In Gallio PRO deployments, the privacy budget is relevant when building or fine-tuning models that detect faces and license plates for automated blurring. A Data Protection Officer can define (ε, δ) limits for the training process and composition rules.

  • Face detector training with DP-SGD: the number of epochs, sample size, and noise level determine the final (ε, δ). Once the limit is reached, training must stop or be redesigned.
  • Label aggregation: in video labeling projects, PATE mechanisms can be used to control the privacy budget during teacher vote aggregation.
  • Metadata export: publishing dataset statistics (e.g., distribution of faces per frame) should be covered by the same privacy budget.
  • Operational use: Gallio PRO does not perform real-time anonymization and does not collect logs of face or license plate detections, reducing secondary risks related to personal data leakage.

Normative references and standards

Regulations and standards define terminology and best practices, even though they do not set hard thresholds for ε and δ.

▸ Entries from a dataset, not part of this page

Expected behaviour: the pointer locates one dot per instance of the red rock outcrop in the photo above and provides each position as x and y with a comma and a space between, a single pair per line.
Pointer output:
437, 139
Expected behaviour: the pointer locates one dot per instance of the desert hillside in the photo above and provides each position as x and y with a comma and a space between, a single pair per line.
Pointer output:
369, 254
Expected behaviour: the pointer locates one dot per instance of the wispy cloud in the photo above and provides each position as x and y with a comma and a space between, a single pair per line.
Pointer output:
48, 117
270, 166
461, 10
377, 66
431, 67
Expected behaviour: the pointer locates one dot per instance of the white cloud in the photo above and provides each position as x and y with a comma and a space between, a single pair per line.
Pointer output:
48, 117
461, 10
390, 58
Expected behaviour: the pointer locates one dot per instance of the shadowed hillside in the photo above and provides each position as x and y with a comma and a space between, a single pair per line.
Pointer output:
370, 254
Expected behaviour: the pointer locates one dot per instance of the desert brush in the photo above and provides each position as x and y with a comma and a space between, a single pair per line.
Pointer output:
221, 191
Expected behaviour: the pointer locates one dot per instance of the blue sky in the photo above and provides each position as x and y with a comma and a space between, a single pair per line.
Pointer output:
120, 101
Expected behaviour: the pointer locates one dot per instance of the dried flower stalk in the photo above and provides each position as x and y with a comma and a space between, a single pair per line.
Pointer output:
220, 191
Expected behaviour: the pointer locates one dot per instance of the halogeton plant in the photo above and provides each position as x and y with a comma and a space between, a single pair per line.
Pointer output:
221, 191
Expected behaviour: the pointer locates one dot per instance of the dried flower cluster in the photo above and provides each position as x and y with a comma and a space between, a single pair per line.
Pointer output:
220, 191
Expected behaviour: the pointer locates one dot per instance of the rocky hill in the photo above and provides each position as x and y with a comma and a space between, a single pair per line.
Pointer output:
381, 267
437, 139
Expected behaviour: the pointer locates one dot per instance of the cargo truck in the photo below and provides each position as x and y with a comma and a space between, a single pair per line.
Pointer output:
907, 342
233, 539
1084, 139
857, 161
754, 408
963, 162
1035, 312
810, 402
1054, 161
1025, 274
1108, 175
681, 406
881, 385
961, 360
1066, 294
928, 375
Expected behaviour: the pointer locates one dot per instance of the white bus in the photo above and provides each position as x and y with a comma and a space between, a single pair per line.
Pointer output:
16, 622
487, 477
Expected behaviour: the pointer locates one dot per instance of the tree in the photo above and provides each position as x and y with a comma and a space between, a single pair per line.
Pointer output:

  • GDPR (EU) 2016/679, Recital 26 - definition of anonymous information and the requirement to consider “all means reasonably likely” to identify individuals.
  • WP29 (now EDPB), Opinion 05/2014 on Anonymisation Techniques - classification of techniques and risk assessment criteria.
  • ISO/IEC 20889:2018 - Privacy enhancing data de-identification - terminology and classification of techniques.
  • ISO/IEC 27559:2022 - Privacy enhancing data de-identification framework.
  • NISTIR 8053:2015 - De-Identification of Personal Information - frameworks for evaluating techniques and risks.

Sources and further reading

The following materials provide definitions, composition accounting, and real-world examples in deep learning and public-sector policy.

  • C. Dwork, F. McSherry, K. Nissim, A. Smith, Calibrating Noise to Sensitivity in Private Data Analysis, TCC 2006 - definition of (ε, δ)-DP.
  • C. Dwork, A. Roth, The Algorithmic Foundations of Differential Privacy, FnT TCS, 2014 - theoretical foundations and composition.
  • M. Abadi et al., Deep Learning with Differential Privacy, CCS 2016 - DP-SGD and moments accountant.
  • I. Mironov, Rényi Differential Privacy, IEEE S&P 2017 - RDP and accounting.
  • N. Papernot et al., Semi-supervised Knowledge Transfer for Deep Learning from Private Training Data (PATE), ICLR 2017/2018.
  • US Census Bureau, Disclosure Avoidance System for the 2020 Census, parameter selection (ε = 12.2 for redistricting data), 2021 - technical documentation.
  • WICG/Chromium, Privacy Sandbox - discussions on “privacy budget” in browsers (a concept distinct from DP).